On 05/09/2023 23:59, Gary Shaddick wrote:
I recently came across a 6" f/8 reflector where the owner says that the mirror has a quartz substrate. He actually made the mirror several
decades ago. Is there any way I can tell for sure if what he says is true? There are no papers or certifications, just his word that it is quartz. thank you
The difference in density between fused silica (2.22) and Pyrex (2.23)
is too small to measure without fancy kit and the owner may not allow
you to dunk the whole thing in water on a balance anyway.
https://psec.uchicago.edu/glass/Mechanical%20Properties%20of%20Glasses.pdf
If he claims it is from pure quartz natural single crystal then that has
a specific gravity of 2.65 which you could determine by weight alone.

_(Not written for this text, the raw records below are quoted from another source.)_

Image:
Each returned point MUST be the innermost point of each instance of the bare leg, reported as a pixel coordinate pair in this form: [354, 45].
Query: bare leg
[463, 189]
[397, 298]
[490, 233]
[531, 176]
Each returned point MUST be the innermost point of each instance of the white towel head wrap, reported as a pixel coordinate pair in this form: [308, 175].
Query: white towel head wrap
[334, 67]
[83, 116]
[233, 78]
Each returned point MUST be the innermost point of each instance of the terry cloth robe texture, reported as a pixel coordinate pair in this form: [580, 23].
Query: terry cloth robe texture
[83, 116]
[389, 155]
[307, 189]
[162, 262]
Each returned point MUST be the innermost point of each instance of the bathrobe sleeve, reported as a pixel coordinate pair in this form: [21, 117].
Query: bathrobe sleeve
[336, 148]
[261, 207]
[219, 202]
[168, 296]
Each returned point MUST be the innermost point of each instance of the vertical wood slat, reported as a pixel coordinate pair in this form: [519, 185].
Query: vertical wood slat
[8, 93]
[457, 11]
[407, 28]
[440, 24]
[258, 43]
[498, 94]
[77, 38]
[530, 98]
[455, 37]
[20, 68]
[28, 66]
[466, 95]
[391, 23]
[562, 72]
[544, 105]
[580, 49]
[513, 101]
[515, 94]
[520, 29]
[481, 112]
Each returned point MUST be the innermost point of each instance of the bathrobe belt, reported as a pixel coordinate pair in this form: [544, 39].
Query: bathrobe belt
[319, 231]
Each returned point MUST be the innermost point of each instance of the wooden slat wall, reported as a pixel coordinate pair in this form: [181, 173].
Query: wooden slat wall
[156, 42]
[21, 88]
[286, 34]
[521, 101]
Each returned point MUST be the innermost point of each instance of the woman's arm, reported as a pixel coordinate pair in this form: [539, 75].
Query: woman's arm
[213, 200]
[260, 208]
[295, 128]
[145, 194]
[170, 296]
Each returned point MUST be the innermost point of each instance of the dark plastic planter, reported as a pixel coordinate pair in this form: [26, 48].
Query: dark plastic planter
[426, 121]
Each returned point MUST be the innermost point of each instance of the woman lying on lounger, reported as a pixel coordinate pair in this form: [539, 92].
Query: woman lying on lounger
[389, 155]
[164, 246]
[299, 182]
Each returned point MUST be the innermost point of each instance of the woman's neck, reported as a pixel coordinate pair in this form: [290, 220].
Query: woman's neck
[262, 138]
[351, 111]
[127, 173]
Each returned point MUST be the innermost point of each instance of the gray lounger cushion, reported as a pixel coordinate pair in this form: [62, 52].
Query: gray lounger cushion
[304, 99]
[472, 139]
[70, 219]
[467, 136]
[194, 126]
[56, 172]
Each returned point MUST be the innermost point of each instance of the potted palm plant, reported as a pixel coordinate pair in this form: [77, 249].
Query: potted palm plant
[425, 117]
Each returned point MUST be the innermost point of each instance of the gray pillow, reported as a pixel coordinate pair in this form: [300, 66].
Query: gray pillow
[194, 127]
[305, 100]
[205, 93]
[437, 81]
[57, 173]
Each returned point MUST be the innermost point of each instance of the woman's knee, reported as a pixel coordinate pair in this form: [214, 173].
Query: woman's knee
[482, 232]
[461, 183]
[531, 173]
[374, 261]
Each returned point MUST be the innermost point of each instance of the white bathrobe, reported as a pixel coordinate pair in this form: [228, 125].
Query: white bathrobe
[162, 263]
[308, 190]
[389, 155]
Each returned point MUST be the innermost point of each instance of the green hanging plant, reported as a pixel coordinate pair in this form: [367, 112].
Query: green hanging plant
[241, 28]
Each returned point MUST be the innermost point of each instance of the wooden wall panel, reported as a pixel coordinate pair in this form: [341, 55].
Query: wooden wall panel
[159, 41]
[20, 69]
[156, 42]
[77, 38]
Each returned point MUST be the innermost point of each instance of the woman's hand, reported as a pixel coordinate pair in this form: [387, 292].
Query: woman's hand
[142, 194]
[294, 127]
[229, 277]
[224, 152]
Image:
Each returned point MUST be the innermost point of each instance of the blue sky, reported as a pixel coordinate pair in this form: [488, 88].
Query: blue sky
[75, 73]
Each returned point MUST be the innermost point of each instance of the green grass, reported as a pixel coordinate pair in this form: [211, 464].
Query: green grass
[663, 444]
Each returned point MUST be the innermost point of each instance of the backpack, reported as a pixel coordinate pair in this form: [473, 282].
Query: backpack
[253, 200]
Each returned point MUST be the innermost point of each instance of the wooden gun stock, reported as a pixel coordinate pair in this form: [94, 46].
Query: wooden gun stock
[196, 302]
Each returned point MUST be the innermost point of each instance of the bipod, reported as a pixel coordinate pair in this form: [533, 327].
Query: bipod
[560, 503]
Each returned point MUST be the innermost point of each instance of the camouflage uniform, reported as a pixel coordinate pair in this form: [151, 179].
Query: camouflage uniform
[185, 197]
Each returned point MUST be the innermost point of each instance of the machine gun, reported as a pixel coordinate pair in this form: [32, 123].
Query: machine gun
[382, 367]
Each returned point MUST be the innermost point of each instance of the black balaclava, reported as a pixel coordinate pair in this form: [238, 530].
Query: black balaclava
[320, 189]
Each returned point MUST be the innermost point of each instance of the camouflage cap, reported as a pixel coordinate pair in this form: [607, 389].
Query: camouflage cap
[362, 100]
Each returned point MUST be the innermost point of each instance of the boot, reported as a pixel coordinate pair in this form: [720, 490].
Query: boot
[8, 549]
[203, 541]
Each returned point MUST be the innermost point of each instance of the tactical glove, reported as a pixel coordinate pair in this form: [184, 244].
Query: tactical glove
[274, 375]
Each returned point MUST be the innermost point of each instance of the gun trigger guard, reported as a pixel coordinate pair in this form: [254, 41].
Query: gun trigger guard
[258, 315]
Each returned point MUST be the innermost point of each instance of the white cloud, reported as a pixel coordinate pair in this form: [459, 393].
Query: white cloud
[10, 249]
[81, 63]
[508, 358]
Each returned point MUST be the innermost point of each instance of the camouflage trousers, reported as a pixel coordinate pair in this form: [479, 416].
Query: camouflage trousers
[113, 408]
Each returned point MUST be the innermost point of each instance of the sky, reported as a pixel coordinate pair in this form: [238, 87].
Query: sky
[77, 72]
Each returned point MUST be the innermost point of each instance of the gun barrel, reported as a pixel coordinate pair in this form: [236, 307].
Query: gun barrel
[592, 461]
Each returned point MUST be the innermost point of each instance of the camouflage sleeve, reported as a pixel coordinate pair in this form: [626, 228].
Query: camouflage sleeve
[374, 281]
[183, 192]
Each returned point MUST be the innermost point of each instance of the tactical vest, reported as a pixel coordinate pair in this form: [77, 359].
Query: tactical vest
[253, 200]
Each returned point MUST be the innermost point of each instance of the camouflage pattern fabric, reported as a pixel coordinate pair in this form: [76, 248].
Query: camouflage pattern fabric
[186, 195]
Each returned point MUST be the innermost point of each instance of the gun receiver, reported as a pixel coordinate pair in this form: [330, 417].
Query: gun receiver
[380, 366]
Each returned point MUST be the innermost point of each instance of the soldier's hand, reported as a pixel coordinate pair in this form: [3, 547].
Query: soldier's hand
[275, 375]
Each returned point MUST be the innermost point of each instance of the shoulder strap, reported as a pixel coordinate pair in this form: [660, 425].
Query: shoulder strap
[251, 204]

https://en.wikipedia.org/wiki/Quartz
You might be able to do it by a star test after deliberately keeping the
mirror a bit warmer than its environment. Quartz has about 5x lower
expansion coefficient than Pyrex so should have a better figure much
sooner than you are used to for a similar sized instrument. eg
https://adsabs.harvard.edu/full/1966IAUS...27...51M
It could be done non-destructively by portable XRF fluorescence with the
right kit and a helium blanket over the test specimen. eg
https://www.portaspecs.com/detecting-light-elements-with-portable-xrf/
Sodium and/or potassium will be present at a few % level in a glass but virtually absent from pure quartz or fused silica. Your local university geology department might have a bog standard XRF - ones that can get low
mass elements like sodium are still a bit thin on the ground.
If you are allowed very slightly destructive testing then a pinprick
level of damage to the reverse side would allow ICPOES or ICPMS to
detect all the impurities in a microgram sample using laser ablation.
(again local uni geology or chemistry dept)
They might even be able to tell you where the silica it was made from originated on a good day. They can within reason do it for gold, some
precious stones and fine wines (when fakery is suspected).